The opinion of the court was delivered by: ABRUZZO
This action was instituted by the plaintiffs for an injunction restraining the defendants from infringing upon the copyright of the plaintiffs.
Plaintiffs vended, distributed, and offered for sale character analysis charts, "Exhibit 7. This exhibit indicates that anyone can analyse handwriting and deduce characteristics of personality and other characteristic traits.
The plaintiffs published and copyrighted their chart on or about October 7, 1932, with notice of copyrighting as required by law.
The defendants' chart is undoubtedly to all intents and purposes a copy of the plaintiffs' chart. In principle, they are very much alike. If the plaintiffs' chart was a proper subject for copyrighting, defendants' chart would infringe.
Defendant Arnold had been employed by the plaintiffs and undoubtedly worked out a chart as a result of the knowledge she obtained while in the employ of the plaintiffs.
The testimony of the plaintiffs indicates that this chart was worked out from various books on handwriting. These books were printed and published long before 1932. Plaintiffs undoubtedly studied other graphologists' charts and with this knowledge in hand they proceeded to evolve, publish, and sell their particular chart.
Nothing new was developed by the plaintiffs. The attempt to read handwriting has been going on for many, many years. A great number of books have been written on the subject, and magazines and daily papers have time and again printed articles with respect to same, using a specimen of a person's handwriting as a sample.
Plaintiffs concede that the reading of handwriting is not new or original and make no claim as to the scientific value of their work. They contend that their chart is new, novel, and original in the manner in which the matter is set forth upon the chart. Plaintiffs' contention is untenable. Handwriting has been analyzed for a long time before plaintiffs made their chart.

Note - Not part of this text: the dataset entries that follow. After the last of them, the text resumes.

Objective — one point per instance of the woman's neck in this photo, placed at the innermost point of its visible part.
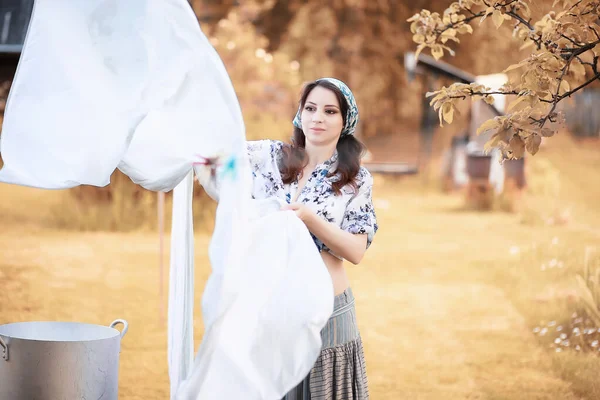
(318, 154)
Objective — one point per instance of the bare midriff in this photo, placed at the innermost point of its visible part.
(336, 269)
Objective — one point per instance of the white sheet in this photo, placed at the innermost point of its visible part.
(136, 85)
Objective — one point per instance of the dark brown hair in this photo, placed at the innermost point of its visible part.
(350, 149)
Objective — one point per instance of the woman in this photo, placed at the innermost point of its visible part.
(320, 177)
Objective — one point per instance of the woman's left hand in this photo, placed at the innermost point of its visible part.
(302, 212)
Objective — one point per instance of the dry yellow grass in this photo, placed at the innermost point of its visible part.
(444, 308)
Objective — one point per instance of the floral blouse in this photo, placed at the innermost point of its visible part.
(352, 210)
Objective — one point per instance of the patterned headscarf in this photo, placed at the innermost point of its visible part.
(351, 115)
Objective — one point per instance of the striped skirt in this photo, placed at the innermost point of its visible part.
(339, 373)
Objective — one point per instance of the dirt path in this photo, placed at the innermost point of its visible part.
(432, 329)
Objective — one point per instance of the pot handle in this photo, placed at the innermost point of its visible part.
(125, 326)
(4, 349)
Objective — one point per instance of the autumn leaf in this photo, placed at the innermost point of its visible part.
(437, 51)
(488, 125)
(516, 102)
(418, 38)
(419, 50)
(498, 18)
(577, 68)
(564, 87)
(448, 112)
(532, 143)
(517, 146)
(547, 132)
(465, 28)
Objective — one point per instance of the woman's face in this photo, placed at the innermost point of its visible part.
(321, 117)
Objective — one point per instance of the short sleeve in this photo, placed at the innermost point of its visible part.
(359, 217)
(259, 153)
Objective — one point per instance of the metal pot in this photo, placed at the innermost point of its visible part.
(59, 360)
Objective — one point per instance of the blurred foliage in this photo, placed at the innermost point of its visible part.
(564, 58)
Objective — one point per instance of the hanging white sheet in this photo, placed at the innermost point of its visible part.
(136, 85)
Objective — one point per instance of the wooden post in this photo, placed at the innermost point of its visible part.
(161, 234)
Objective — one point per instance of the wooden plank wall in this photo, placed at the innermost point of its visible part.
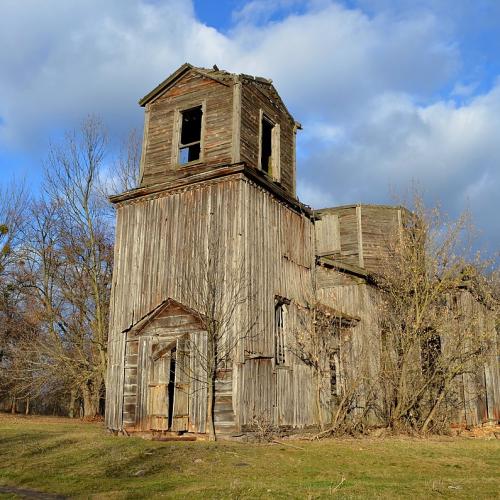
(191, 90)
(379, 226)
(165, 238)
(328, 235)
(254, 97)
(480, 390)
(363, 235)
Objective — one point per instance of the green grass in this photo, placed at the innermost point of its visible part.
(81, 460)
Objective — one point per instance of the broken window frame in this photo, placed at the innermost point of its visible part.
(280, 319)
(274, 169)
(179, 145)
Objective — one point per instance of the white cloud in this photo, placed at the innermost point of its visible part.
(363, 81)
(452, 151)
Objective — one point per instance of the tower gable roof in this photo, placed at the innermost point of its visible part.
(223, 77)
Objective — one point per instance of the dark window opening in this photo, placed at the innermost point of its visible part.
(190, 139)
(171, 388)
(279, 333)
(266, 148)
(334, 382)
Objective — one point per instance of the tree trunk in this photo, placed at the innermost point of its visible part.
(211, 372)
(210, 409)
(319, 406)
(72, 403)
(90, 400)
(434, 408)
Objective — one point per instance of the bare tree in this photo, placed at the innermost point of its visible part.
(219, 292)
(428, 338)
(322, 340)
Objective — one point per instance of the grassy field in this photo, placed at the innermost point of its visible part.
(70, 458)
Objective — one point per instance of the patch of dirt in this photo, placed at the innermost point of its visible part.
(44, 419)
(482, 432)
(26, 493)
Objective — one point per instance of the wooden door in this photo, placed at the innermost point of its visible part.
(158, 401)
(180, 417)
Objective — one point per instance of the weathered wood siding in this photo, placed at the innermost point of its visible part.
(360, 345)
(162, 239)
(192, 89)
(358, 235)
(255, 97)
(479, 390)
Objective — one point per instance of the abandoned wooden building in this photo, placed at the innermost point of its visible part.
(216, 218)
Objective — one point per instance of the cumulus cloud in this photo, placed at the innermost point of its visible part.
(451, 150)
(378, 89)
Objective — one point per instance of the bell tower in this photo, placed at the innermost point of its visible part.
(198, 120)
(215, 225)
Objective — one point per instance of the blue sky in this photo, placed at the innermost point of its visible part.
(389, 92)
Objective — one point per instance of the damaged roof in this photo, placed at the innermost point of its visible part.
(221, 76)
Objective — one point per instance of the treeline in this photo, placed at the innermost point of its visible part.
(56, 260)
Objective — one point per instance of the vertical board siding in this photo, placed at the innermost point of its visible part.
(165, 239)
(191, 90)
(256, 97)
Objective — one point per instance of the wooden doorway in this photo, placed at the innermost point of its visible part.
(169, 388)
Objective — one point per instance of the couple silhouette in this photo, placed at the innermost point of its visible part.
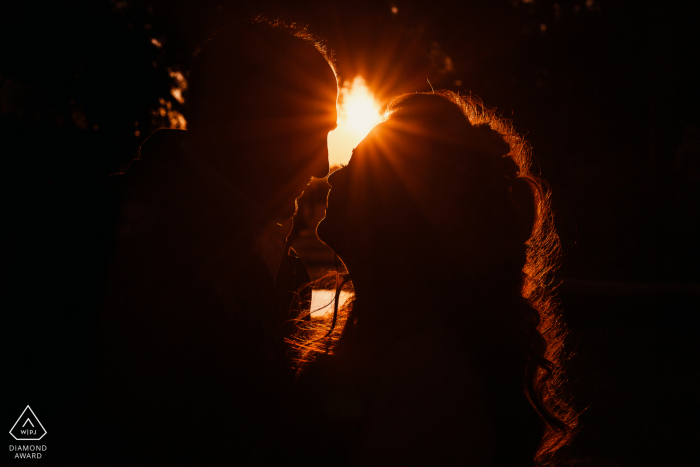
(450, 351)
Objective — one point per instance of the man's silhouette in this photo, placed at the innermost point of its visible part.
(195, 368)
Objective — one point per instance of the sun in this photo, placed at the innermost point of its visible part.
(358, 113)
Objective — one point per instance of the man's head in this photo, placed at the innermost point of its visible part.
(262, 99)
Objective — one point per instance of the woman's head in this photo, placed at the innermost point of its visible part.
(438, 199)
(435, 180)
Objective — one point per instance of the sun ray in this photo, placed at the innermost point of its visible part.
(358, 113)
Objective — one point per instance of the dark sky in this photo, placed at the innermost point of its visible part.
(604, 91)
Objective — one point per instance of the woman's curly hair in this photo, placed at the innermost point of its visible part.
(525, 251)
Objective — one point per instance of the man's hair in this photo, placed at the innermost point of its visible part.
(244, 68)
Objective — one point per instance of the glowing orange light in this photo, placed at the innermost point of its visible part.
(358, 113)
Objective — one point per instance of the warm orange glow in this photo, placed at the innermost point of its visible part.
(358, 113)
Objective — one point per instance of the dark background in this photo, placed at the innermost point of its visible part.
(606, 91)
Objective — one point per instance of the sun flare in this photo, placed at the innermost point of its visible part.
(358, 113)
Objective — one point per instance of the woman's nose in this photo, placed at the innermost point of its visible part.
(336, 177)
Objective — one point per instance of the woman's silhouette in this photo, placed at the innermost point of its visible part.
(451, 350)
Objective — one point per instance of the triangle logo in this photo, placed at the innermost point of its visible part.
(27, 427)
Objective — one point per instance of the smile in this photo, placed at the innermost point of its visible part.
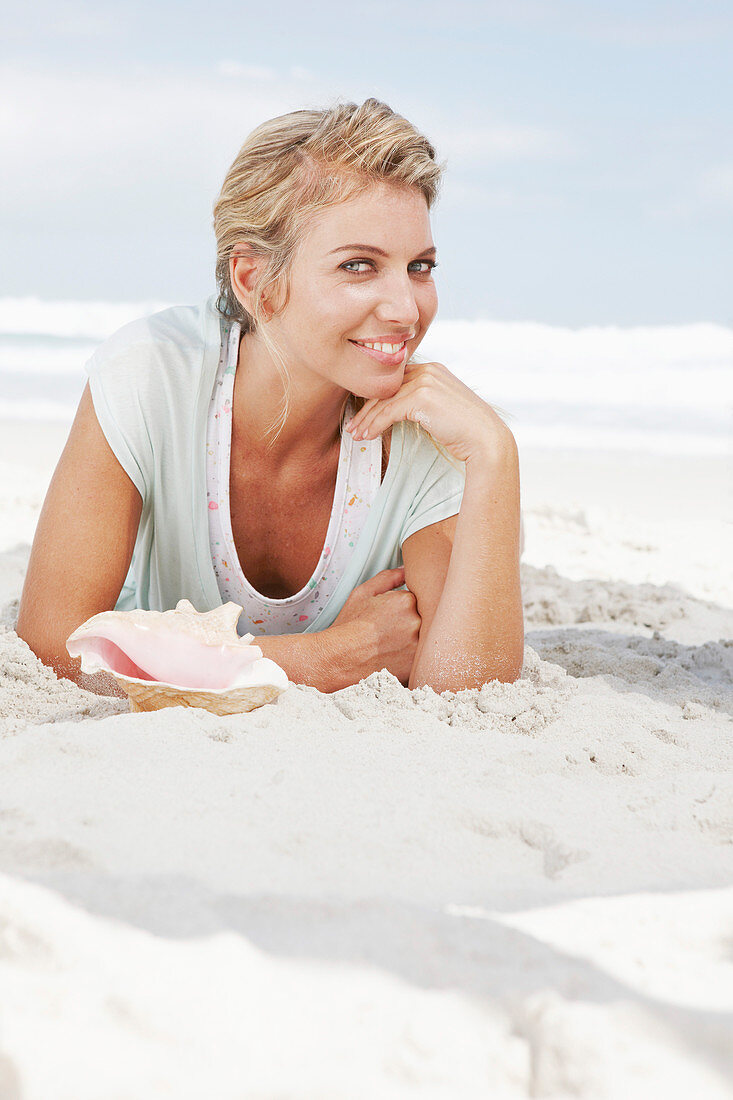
(390, 354)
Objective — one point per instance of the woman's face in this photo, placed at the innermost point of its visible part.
(363, 273)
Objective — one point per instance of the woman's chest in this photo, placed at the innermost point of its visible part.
(280, 524)
(279, 532)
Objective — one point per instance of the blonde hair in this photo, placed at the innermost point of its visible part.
(290, 168)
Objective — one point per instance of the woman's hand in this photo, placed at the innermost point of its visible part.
(378, 628)
(430, 395)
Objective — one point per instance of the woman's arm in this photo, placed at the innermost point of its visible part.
(81, 549)
(465, 573)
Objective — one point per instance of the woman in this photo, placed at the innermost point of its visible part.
(271, 447)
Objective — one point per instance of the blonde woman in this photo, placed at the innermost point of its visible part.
(282, 447)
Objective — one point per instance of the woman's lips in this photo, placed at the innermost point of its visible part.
(382, 356)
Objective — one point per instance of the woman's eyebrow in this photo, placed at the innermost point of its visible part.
(372, 248)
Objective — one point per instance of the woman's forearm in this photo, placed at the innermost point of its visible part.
(312, 659)
(477, 633)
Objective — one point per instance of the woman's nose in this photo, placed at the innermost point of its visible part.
(397, 301)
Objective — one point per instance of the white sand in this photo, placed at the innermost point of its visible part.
(524, 891)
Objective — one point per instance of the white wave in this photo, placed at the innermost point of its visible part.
(93, 320)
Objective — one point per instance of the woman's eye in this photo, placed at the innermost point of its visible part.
(430, 264)
(350, 264)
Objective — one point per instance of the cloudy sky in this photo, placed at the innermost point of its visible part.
(589, 144)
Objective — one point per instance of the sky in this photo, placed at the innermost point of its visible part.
(589, 145)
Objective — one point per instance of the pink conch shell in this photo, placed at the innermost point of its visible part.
(179, 658)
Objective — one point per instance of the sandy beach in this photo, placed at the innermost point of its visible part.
(521, 891)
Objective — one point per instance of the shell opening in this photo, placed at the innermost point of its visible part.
(176, 659)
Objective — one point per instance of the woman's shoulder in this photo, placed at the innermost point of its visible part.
(174, 331)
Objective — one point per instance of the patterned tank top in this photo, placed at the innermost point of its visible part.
(358, 481)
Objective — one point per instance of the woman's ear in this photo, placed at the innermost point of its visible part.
(243, 270)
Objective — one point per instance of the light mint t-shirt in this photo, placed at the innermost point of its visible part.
(151, 384)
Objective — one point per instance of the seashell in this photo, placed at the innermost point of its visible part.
(179, 658)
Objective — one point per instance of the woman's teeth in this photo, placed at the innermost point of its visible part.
(386, 349)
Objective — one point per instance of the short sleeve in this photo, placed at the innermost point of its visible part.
(115, 382)
(438, 496)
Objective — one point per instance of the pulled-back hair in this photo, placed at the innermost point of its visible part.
(291, 168)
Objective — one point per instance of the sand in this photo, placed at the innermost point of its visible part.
(521, 891)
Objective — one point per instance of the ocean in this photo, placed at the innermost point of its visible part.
(651, 388)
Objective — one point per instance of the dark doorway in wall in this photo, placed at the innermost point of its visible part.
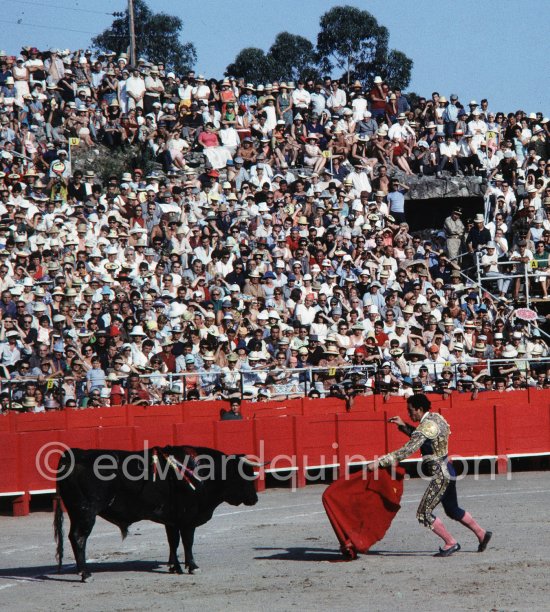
(431, 213)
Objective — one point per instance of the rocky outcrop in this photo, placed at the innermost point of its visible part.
(430, 187)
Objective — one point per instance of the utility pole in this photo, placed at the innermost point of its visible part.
(132, 33)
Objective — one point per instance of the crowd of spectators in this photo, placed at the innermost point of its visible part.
(282, 266)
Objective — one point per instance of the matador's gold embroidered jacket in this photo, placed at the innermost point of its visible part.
(431, 436)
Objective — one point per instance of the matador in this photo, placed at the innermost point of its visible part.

Plaintiffs' chart is merely their own manner of evolving a form and placing on a chart that which has existed for many years. It is a fundamental principle that any work to be copyrightable must be original, in that the author has created something by his own skill, labor, and judgment without directly copying or evasively imitating the work of another. Hoffman v. Le Traunik, D.C., 209 F. 375, at page 379.
The plaintiffs' complaint is therefore dismissed.